Exponentially distributed data is generated using R’s rexp function. 3 kinds of simulations are done to prove theoretical mean 1/λ and simulated mean converges.
nosims <- 1000;
lambda <- 0.2
n = 40
set.seed(123)
means <- cumsum(rexp(nosims, lambda)) / (1 : nosims); library(ggplot2)
g <- ggplot(data.frame(x = 1 : nosims, y = means), aes(x = x, y = y))
g <- g + geom_hline(yintercept = 1/lambda, color = I('blue'), size = 1.5) + geom_line(size = 2)

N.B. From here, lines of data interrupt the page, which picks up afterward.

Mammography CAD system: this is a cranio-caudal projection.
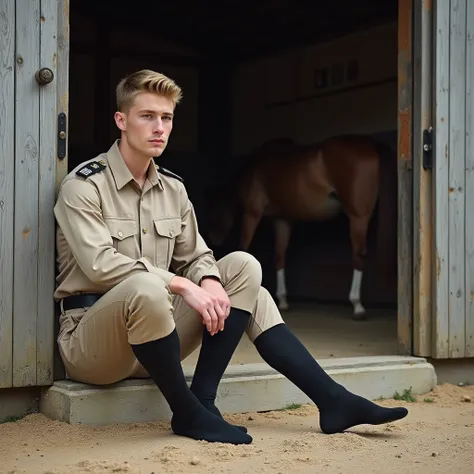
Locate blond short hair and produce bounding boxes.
[116,69,183,112]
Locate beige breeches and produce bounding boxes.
[58,252,283,385]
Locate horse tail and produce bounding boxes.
[377,143,398,281]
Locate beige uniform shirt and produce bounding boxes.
[54,141,220,300]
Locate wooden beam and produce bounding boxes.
[413,0,433,357]
[0,0,15,389]
[397,0,413,355]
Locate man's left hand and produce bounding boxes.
[201,278,231,336]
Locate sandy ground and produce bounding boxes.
[0,385,474,474]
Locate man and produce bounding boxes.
[55,70,407,444]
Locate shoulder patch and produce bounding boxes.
[76,160,107,178]
[155,165,184,183]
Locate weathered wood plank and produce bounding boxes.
[36,0,58,385]
[448,0,466,358]
[433,0,451,358]
[397,0,413,355]
[413,0,433,357]
[465,1,474,357]
[0,0,15,388]
[56,0,69,195]
[13,0,40,387]
[54,0,69,380]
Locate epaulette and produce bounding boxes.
[155,165,184,183]
[76,160,107,178]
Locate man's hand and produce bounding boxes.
[169,276,230,336]
[201,278,230,332]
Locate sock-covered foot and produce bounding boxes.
[319,392,408,434]
[171,408,252,444]
[196,395,247,433]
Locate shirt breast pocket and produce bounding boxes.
[104,218,140,258]
[153,217,182,270]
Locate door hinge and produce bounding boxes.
[58,112,67,160]
[423,127,433,170]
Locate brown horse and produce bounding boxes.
[209,136,397,319]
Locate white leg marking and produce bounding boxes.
[277,268,288,311]
[349,270,365,315]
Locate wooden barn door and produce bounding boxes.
[0,0,69,388]
[431,0,474,358]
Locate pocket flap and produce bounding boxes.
[153,218,181,239]
[104,217,138,240]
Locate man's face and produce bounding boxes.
[115,92,174,158]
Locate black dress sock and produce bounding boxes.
[191,308,250,432]
[255,324,408,434]
[132,329,252,444]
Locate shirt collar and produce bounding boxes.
[107,140,164,191]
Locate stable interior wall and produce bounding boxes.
[226,22,398,305]
[69,14,397,305]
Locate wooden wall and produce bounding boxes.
[432,0,474,358]
[0,0,67,388]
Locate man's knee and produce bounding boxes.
[224,251,262,291]
[123,272,173,316]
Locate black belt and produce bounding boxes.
[63,293,102,311]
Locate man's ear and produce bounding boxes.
[114,112,127,132]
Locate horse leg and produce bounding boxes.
[240,210,262,251]
[349,215,370,320]
[273,219,291,311]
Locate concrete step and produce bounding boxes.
[40,356,436,425]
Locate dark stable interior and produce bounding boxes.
[69,0,398,307]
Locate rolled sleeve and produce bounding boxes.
[54,179,174,289]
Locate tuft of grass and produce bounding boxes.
[393,387,417,403]
[277,403,301,411]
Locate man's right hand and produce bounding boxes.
[169,276,226,335]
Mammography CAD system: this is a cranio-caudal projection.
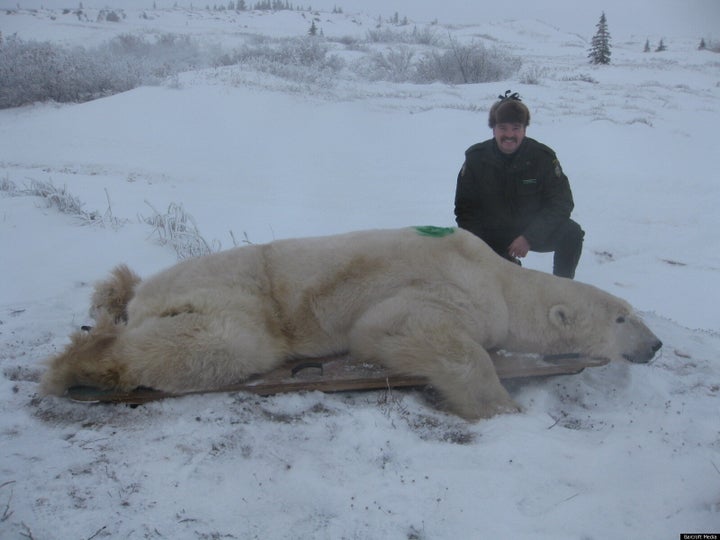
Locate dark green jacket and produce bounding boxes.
[455,137,574,248]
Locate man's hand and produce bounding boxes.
[508,235,530,259]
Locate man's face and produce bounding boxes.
[493,123,525,154]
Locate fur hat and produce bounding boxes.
[488,94,530,128]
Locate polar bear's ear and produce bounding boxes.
[550,304,572,329]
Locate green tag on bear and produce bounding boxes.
[415,225,455,238]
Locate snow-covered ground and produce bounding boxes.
[0,0,720,540]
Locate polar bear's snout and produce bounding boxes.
[623,338,662,364]
[622,317,662,364]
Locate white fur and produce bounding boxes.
[43,228,660,419]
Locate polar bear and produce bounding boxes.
[42,227,662,420]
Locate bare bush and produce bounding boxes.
[230,36,345,85]
[0,34,216,109]
[141,201,220,260]
[356,46,415,82]
[0,177,125,227]
[415,42,522,84]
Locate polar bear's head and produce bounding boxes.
[548,283,662,363]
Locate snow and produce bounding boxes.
[0,0,720,540]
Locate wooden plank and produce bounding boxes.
[66,352,608,405]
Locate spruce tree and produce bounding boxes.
[588,11,611,64]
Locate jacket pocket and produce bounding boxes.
[516,178,540,197]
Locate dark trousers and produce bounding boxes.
[483,219,585,279]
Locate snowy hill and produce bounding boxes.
[0,4,720,540]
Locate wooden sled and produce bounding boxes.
[65,351,609,405]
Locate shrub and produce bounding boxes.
[0,34,215,109]
[416,42,522,84]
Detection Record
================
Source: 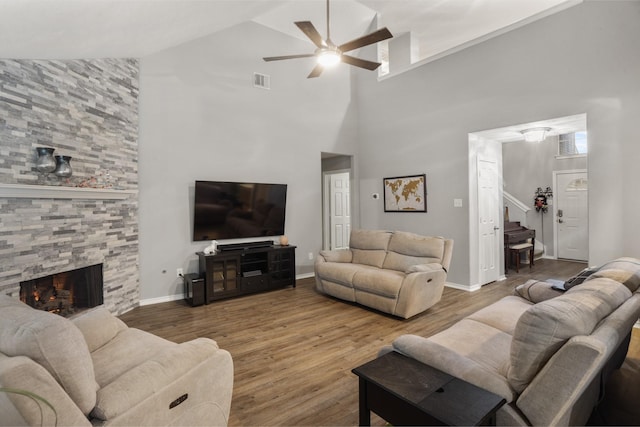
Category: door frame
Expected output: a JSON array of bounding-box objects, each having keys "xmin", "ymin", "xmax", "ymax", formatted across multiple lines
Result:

g <- g + labs(x = "Number of iterations", y = "Cumulative mean")
g
Above plot demonstrates the cumulative mean of sample mean(blue line) converges eventually at theoretical mean 1/λ = 5
sim_data = data.frame(x = sapply(1:nosims, function(x) { rexp(n, lambda) }))
means = data.frame(x = sapply(sim_data[, 1:nosims], mean))
qplot(x, y, data=data.frame(x = 1:nosims, y = means$x)) +
geom_smooth() +
geom_hline(yintercept = 1/lambda) +
labs(x = "Number of iterations", y = "Sample mean of 40 exponentials")
Black line is theoretical mean and blue one is sample mean
No let us look at what happens when number of exponentials are 400 and iterated for 1000 times.
means = data.frame(x = sapply(1:nosims, function(x) {
mean(rexp(400, lambda))
}))
qplot(x, y, data=data.frame(x = 1:nosims, y = means$x)) +
geom_smooth() +
geom_hline(yintercept = 1/lambda) +
labs(x = "Number of iterations", y = "Sample mean of 400 exponentials")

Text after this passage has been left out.